The Run-Time System
===================

After a program is compiled, either to JVM bytecode or to machine
code, it needs to be executed.  We saw in the last class how a program
compiled into JVM bytecode runs.  The essential components of any
run-time system are stack (including registers, local variables,
arguments, return value), method area (where the code resides), and
heap (where objects are dynamically allocated).

Since the size of both the stack and the heap are dynamic, we do not
allocate a fixed amount of memory to them.  Instead the stack and the
heap occupy two ends of a virtual memory "space" with free memory in
between.  Note that this memory is allocated by the operating system.
(Talk about the notion of virtual memory.)

Why are objects allocated on the heap?  Because we do not know at
compile time the size of the objects we would be allocating.  How do
you think the allocation of the "class vector" works?

Memory corruption errors are one of the most common software bugs.
There are different kinds of memory corruption errors, the two most
common being references to non-allocated memory locations and memory
leaks.  Memory corruption errors occur primarily when programmers do
their own memory management.

Buffer overrun is one such example.  Overrun can happen in either the
stack or in the heap.  Stack overruns may overwrite the registers
(program counter, local variables, return arguments, etc.) and may
cause a variety of wierd behaviors.  Heap overruns overwrite objects
allocated that may be referenced later and could cause major problems.
The recent bug discovered in Microsoft MDAC is an example of a
heap-overrun bug.

Automatic Memory Management
===========================

Scheme and Java are two programming languages that do not allow the
programmer to directly allocate memory on the heap.  The heap memory
is managed by allocation and deallocation subroutines that are
automatically called (inbuilt).  For instance, when you create a new
object that is local for a procedure, memory for the object in the
heap will be allocated at the instant the object is declared and will
be deallocated when the procedure returns.

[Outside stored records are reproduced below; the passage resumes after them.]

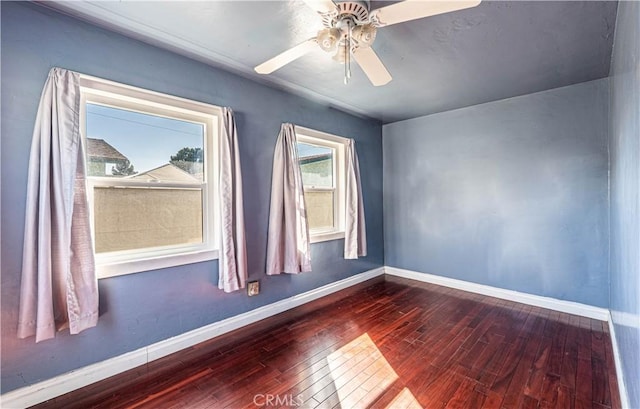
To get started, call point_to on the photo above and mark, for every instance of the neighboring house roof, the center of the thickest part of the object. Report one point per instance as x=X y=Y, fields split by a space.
x=99 y=149
x=314 y=158
x=166 y=173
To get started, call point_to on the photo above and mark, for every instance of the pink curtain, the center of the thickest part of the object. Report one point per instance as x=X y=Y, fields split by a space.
x=233 y=252
x=288 y=247
x=355 y=235
x=59 y=288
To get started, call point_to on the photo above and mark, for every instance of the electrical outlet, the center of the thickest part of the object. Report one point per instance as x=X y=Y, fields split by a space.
x=253 y=288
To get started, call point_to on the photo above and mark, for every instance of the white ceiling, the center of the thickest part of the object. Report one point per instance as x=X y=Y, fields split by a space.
x=494 y=51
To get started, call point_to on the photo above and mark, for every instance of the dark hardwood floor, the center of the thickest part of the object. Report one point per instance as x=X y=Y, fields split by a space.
x=392 y=343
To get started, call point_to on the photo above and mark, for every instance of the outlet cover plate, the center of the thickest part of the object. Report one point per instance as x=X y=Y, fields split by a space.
x=253 y=288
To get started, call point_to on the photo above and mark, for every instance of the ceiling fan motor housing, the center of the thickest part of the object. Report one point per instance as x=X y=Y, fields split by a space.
x=356 y=11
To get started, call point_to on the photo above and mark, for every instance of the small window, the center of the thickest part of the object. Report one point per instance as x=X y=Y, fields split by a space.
x=322 y=162
x=151 y=162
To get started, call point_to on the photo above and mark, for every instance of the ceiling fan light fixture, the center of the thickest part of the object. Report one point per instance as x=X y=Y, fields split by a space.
x=340 y=55
x=365 y=34
x=328 y=39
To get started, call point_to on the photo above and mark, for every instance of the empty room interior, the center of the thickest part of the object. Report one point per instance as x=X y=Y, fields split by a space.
x=316 y=203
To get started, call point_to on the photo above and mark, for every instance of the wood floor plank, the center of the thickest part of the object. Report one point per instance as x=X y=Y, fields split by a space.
x=386 y=344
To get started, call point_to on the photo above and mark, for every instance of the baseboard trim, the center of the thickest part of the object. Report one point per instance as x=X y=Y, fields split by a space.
x=65 y=383
x=622 y=388
x=569 y=307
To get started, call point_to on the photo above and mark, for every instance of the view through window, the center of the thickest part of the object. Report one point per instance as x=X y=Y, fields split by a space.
x=151 y=162
x=143 y=150
x=317 y=167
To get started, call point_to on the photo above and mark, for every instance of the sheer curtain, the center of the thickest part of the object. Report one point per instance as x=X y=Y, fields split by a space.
x=288 y=248
x=355 y=235
x=59 y=287
x=233 y=252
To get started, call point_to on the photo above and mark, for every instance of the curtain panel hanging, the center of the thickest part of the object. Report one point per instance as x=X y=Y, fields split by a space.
x=59 y=287
x=233 y=252
x=355 y=235
x=288 y=247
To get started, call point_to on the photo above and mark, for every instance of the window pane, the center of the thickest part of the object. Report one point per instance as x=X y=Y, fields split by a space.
x=319 y=209
x=316 y=164
x=141 y=146
x=135 y=218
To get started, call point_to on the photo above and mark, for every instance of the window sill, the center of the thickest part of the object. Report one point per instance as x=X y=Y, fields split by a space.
x=320 y=237
x=153 y=263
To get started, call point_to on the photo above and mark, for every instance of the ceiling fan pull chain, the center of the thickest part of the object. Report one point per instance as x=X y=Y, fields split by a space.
x=347 y=54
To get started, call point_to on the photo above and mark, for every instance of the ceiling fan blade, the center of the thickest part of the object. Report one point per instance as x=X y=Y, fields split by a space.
x=286 y=57
x=414 y=9
x=368 y=60
x=321 y=6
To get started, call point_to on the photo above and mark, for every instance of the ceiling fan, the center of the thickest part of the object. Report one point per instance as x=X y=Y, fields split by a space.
x=350 y=29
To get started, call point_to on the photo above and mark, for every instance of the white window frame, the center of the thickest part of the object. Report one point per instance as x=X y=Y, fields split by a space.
x=338 y=144
x=103 y=92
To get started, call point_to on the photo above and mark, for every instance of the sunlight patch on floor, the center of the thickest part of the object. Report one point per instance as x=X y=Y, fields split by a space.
x=360 y=372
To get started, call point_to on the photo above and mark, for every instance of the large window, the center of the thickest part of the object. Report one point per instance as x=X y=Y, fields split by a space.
x=151 y=166
x=322 y=162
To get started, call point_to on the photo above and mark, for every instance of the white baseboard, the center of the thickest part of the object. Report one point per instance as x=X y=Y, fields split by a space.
x=65 y=383
x=624 y=397
x=569 y=307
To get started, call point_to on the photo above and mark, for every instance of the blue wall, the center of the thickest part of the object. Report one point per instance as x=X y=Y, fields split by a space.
x=511 y=194
x=625 y=193
x=143 y=308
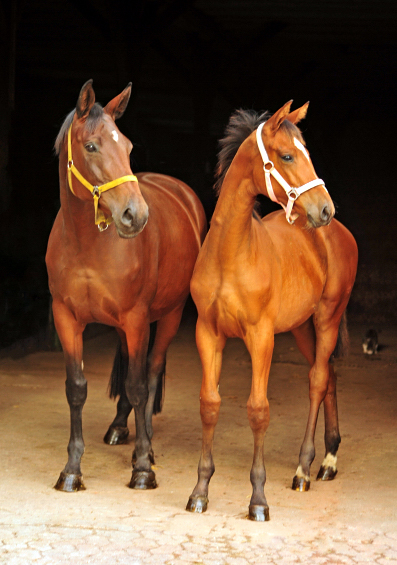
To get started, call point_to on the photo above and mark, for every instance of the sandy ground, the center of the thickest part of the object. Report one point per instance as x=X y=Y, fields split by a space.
x=352 y=519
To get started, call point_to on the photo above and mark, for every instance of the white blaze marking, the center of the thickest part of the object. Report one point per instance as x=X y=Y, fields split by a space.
x=300 y=146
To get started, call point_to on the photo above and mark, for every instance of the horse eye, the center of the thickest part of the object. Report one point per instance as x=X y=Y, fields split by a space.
x=90 y=147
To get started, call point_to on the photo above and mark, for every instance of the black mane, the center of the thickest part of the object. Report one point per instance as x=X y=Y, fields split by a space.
x=241 y=124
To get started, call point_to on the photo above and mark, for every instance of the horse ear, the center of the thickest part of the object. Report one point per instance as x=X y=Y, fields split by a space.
x=277 y=119
x=86 y=100
x=116 y=107
x=298 y=115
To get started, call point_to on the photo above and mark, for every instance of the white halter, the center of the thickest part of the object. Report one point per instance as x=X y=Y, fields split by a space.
x=292 y=193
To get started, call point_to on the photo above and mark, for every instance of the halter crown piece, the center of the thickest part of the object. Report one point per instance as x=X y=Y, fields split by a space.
x=292 y=193
x=96 y=191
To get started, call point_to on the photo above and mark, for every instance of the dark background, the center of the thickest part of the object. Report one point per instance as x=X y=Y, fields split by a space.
x=192 y=63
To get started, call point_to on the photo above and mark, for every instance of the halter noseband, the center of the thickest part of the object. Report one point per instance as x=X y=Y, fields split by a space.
x=96 y=191
x=292 y=193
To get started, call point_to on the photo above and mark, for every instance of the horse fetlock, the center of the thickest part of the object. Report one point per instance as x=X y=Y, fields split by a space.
x=258 y=512
x=197 y=503
x=328 y=468
x=70 y=482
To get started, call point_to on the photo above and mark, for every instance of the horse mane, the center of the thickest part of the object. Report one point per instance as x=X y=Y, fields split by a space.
x=90 y=123
x=241 y=124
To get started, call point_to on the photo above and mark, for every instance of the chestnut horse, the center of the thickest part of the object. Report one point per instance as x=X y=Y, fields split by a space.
x=257 y=277
x=129 y=276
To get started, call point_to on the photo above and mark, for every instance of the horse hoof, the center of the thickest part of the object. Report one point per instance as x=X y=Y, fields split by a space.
x=143 y=480
x=326 y=473
x=116 y=436
x=300 y=484
x=68 y=482
x=197 y=504
x=258 y=513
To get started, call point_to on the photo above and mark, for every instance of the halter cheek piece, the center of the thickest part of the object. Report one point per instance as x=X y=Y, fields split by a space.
x=292 y=193
x=96 y=191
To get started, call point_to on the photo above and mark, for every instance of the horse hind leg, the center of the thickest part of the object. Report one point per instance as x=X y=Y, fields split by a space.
x=118 y=430
x=305 y=337
x=332 y=437
x=322 y=387
x=210 y=349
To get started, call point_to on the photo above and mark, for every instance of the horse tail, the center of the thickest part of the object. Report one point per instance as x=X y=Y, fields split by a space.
x=160 y=387
x=343 y=342
x=158 y=399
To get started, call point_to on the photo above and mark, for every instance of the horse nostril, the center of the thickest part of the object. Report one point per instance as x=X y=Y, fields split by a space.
x=127 y=218
x=325 y=213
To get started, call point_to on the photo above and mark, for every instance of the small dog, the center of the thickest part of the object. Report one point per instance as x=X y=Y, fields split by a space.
x=370 y=342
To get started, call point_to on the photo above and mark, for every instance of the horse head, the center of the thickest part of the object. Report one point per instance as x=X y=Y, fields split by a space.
x=98 y=160
x=289 y=173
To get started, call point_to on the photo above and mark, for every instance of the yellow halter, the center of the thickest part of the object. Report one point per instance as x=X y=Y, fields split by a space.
x=96 y=191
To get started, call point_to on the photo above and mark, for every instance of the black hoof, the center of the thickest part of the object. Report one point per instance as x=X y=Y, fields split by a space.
x=116 y=435
x=326 y=474
x=197 y=504
x=258 y=513
x=300 y=484
x=143 y=480
x=68 y=482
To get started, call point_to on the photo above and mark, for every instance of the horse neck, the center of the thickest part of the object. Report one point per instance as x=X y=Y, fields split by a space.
x=78 y=215
x=233 y=216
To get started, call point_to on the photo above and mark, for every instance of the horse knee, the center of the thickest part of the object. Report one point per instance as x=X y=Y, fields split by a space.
x=258 y=415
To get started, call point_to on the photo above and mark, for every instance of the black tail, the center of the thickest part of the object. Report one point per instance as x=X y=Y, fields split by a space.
x=120 y=369
x=343 y=342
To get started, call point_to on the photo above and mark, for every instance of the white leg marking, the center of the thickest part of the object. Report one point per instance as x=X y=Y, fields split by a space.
x=301 y=475
x=330 y=461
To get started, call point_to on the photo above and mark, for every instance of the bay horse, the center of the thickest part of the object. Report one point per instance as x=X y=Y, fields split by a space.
x=131 y=273
x=257 y=277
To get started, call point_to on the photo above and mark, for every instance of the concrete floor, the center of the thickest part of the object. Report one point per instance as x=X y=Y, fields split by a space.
x=352 y=520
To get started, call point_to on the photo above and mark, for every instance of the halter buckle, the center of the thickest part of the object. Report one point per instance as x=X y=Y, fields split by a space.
x=293 y=194
x=101 y=229
x=271 y=167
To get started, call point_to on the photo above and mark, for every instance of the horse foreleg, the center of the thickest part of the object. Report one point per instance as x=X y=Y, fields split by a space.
x=210 y=349
x=260 y=345
x=118 y=431
x=320 y=381
x=328 y=468
x=165 y=332
x=70 y=335
x=136 y=387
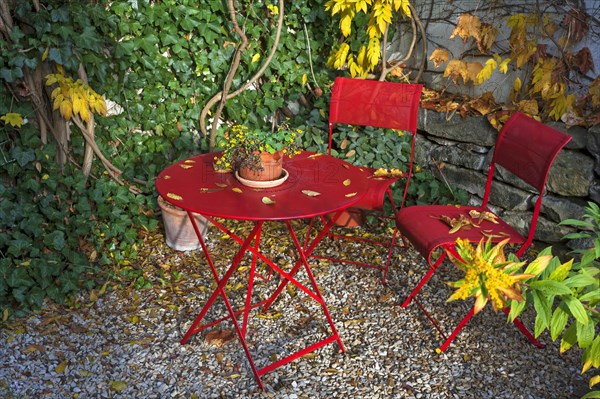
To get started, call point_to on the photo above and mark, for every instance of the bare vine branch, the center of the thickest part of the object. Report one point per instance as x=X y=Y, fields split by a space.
x=225 y=95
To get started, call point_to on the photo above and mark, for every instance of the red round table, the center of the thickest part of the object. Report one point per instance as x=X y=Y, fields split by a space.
x=317 y=185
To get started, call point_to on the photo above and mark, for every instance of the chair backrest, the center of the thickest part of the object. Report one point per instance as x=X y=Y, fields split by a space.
x=386 y=105
x=527 y=148
x=373 y=103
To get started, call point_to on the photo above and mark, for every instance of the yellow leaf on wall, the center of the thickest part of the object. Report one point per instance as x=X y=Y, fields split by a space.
x=468 y=26
x=486 y=72
x=439 y=56
x=457 y=69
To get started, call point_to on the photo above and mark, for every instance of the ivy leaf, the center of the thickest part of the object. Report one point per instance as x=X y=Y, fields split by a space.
x=23 y=157
x=19 y=278
x=56 y=240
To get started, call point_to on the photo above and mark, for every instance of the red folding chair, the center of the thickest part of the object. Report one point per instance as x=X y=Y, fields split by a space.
x=385 y=105
x=524 y=147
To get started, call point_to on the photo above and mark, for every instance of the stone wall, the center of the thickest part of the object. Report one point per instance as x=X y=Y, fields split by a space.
x=465 y=147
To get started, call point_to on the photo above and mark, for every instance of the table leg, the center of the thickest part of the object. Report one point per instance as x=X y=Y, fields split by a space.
x=220 y=290
x=307 y=250
x=314 y=284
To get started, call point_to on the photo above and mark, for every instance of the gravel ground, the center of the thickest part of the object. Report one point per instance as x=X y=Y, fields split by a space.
x=125 y=343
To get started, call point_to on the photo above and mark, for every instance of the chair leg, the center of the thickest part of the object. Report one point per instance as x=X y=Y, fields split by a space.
x=424 y=280
x=468 y=317
x=389 y=259
x=457 y=330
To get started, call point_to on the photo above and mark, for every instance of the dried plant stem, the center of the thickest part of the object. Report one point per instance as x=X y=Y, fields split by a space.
x=225 y=95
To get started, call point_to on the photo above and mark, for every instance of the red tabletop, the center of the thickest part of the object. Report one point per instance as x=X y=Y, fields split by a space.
x=192 y=184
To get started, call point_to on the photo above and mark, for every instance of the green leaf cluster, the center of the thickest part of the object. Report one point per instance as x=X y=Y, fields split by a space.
x=566 y=296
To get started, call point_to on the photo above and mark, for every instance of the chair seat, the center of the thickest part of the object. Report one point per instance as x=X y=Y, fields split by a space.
x=421 y=225
x=377 y=188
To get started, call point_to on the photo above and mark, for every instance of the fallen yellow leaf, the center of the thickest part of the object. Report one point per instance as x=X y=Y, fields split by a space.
x=61 y=367
x=310 y=193
x=174 y=196
x=118 y=385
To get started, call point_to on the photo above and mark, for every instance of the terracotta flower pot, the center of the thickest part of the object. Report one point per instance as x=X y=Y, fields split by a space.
x=351 y=217
x=179 y=232
x=272 y=168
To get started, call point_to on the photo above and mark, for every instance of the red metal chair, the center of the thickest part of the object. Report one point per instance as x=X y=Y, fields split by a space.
x=385 y=105
x=524 y=147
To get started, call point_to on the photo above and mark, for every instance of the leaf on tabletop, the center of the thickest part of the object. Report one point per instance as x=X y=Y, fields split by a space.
x=291 y=290
x=310 y=193
x=174 y=196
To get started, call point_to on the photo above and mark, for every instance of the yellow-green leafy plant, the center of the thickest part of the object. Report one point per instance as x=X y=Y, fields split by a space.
x=489 y=275
x=380 y=14
x=242 y=146
x=564 y=295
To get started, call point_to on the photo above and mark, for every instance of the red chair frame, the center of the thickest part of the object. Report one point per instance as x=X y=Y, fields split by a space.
x=524 y=147
x=386 y=105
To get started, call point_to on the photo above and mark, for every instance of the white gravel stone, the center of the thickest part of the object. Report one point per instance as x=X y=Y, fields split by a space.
x=390 y=351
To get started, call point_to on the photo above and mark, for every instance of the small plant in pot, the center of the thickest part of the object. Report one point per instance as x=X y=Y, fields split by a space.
x=255 y=154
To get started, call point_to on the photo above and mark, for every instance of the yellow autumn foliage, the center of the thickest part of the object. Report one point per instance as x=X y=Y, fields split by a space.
x=74 y=97
x=380 y=14
x=439 y=56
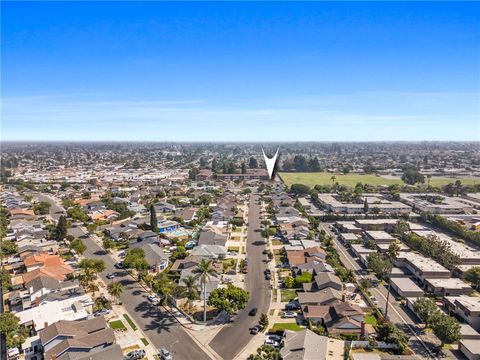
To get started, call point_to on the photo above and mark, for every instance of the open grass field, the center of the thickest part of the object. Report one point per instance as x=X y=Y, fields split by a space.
x=324 y=178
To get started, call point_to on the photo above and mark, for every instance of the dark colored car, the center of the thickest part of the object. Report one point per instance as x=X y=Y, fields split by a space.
x=255 y=330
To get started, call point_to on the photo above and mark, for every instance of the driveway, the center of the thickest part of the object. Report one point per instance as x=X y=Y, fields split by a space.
x=235 y=336
x=161 y=328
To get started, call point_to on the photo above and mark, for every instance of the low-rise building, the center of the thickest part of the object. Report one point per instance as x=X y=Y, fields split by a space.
x=466 y=307
x=307 y=345
x=448 y=287
x=405 y=287
x=421 y=267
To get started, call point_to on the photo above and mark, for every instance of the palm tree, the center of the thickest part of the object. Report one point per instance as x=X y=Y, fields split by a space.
x=333 y=178
x=115 y=289
x=205 y=272
x=392 y=253
x=190 y=290
x=163 y=285
x=458 y=186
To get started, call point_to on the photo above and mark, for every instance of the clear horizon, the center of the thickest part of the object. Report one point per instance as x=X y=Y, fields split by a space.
x=240 y=72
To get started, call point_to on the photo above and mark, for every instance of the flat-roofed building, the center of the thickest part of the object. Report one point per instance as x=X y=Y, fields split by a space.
x=448 y=287
x=405 y=287
x=348 y=227
x=422 y=267
x=466 y=307
x=349 y=237
x=435 y=203
x=376 y=224
x=467 y=254
x=380 y=237
x=470 y=348
x=331 y=203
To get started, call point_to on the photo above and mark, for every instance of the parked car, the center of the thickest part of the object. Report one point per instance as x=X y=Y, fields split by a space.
x=255 y=330
x=289 y=314
x=153 y=298
x=165 y=354
x=135 y=354
x=292 y=305
x=272 y=342
x=275 y=337
x=102 y=312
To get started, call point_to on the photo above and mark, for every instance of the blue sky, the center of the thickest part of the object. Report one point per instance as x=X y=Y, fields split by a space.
x=224 y=71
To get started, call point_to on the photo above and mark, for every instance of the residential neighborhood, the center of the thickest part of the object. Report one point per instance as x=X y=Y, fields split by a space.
x=184 y=262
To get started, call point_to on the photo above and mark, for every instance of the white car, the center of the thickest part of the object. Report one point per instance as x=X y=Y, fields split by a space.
x=289 y=314
x=153 y=298
x=165 y=354
x=272 y=342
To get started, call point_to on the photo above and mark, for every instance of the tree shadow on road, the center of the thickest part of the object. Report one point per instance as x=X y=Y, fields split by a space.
x=159 y=321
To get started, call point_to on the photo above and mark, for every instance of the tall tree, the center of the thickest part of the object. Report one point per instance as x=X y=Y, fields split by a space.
x=392 y=253
x=78 y=246
x=473 y=276
x=61 y=229
x=205 y=272
x=153 y=218
x=365 y=206
x=252 y=163
x=458 y=187
x=426 y=309
x=446 y=328
x=10 y=328
x=190 y=289
x=333 y=178
x=115 y=289
x=244 y=168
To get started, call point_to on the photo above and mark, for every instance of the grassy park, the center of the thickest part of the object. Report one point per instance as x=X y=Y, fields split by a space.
x=325 y=178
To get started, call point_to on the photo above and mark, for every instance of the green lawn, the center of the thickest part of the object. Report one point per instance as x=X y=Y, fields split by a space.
x=117 y=325
x=324 y=178
x=130 y=322
x=371 y=320
x=286 y=326
x=288 y=295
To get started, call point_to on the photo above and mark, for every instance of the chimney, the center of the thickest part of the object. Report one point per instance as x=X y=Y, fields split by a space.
x=362 y=330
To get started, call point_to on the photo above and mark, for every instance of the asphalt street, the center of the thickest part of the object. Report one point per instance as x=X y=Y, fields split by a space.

Memory management is a complex task since memory is not always
allocated and deallocated in convenient chunks.  So the virtual memory
space at any time could contain used space and unused space, which can
be reused for allocation.  The process of reclaiming deallocated space
is referred to as *garbage collection*.  

Garbage collection is an important component of the run-time system
that runs in the background (or periodically) to reclaim unused space.
This procedure needs to identify "dead space".  

Two kinds of garbage collectors: (a) reference counting; (b) tracing.
Reference counting keeps a count of the number of references made to
each object.  Whenever a reference to an object is added, the count
for the object is increased.  Whenever a reference to an object goes
out of scope or is reassigned, the count is decremented.  When an
object is garbage collected, the counts of all objects it references
are decremented.

Tracing collections traverse the "pointers" from the root set (global
variables, stack, etc.).  All reachable pointers form the live space.
Unreachable space can be reclaimed.  This is another example of a
graph traversal algorithm (like depth-first search and breadth-first
search that we had seen earlier in the class -- in connection with
traversing the web graph).  Tracing collectors use a mark and sweep
strategy.  And then compact/copy the live data so that it is stored in
one end of the heap.